After the searching and soaring licks of Chicken Shit Northsyde stepped in to the deep and threatening vibe of Mr Sista Bitch, Jules’s jagged edged riffs more than matched by Lorna’s gutteral venemous howl of a vocal. Northside followed hot on its angry heels and was another deep swathe of sound, Jules with the slide bottle donned scorching the frets of his Les Paul and Lorna sending out a rasping soul riven vocal. When the lady is going at it full tilt she carries the threat of a predatory Leopard, the black spots replaced here by the eye catching tattoos that adorn Lorna’s arm and back.
Phil Collins calling card In The Air was given a thorough working over, I can hardly begin to describe how this classic sounded all funked up, the baclkine carving out a massive groove, Fothergill heavy duty on the guitar slaps and clipped riff and Lorna holding the voice on a itght leash.
If that nearly bought the house down the monumentally funky rendition of Stevie Wonder’s I Wish completed the job, this was hot, hot, scolding hot. Another trench deep groove carved out by Doyle and Mauricio, Jules hittting the limiter as the funk splintered off the guitar and Lorna once more pouring out a rich velvetty and deep vocal and as the paced picked up, sheer genius to segue in the licks of Ram Jam’s Black Betty and some lines from Chic.
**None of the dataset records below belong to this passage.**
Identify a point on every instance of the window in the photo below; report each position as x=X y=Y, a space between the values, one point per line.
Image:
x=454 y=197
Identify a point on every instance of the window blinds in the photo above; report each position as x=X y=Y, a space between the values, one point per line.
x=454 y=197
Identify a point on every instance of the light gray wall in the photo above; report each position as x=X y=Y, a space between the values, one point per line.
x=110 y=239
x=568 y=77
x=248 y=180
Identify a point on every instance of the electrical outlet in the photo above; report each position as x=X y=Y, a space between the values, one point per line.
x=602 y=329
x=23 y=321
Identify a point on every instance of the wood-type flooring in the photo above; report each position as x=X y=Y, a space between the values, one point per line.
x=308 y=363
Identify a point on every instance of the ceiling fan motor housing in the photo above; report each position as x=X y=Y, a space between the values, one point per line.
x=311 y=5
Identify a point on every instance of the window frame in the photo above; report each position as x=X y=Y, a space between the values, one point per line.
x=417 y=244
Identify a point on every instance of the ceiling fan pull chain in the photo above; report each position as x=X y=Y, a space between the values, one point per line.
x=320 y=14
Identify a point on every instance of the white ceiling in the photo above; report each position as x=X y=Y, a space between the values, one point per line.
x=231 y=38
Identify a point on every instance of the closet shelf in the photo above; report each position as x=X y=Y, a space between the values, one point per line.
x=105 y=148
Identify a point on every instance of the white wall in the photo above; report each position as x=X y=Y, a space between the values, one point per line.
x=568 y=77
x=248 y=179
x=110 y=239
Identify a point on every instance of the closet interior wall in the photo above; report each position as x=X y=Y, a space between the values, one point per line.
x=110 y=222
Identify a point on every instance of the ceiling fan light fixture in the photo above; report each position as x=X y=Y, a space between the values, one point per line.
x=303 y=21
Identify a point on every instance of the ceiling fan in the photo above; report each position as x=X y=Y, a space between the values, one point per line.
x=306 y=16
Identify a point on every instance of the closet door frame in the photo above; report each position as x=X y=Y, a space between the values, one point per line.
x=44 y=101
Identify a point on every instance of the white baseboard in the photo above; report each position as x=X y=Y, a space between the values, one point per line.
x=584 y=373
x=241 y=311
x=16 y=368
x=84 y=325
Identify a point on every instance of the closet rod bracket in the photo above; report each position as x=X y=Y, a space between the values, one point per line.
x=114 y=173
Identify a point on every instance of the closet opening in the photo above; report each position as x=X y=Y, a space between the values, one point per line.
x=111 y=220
Stevie Wonder and Nile Rodgers would approve.
Brand new haunting heat seeking Dying Light was the one time the band eased off the gas and revealed some Blues roots, slow burning embers flickered and fell from the Les Paul, the rhythm section locking it all down and Fothergill prowling with menace as the lyric spilled out.
The atmosphere was red hot and really intense now and to close the set the guys invited back Jane and Alex, cajoling them to join in on a massive jam that sprawled in to Jazz, Blues, Funk, Soul and Rock territory in equal measure. Jules and Alex trading six string licks, Jane and Lorna trading viper like vocals. The audience reaction as the sound was cut ‘wild!’
A thundering ripped up Whipping Post was an apt encore for Northsyde, a band that are almost indescribable but I have tried my best.
This one really will live long in the memory, thank you Red Butler, thank you Northsyde.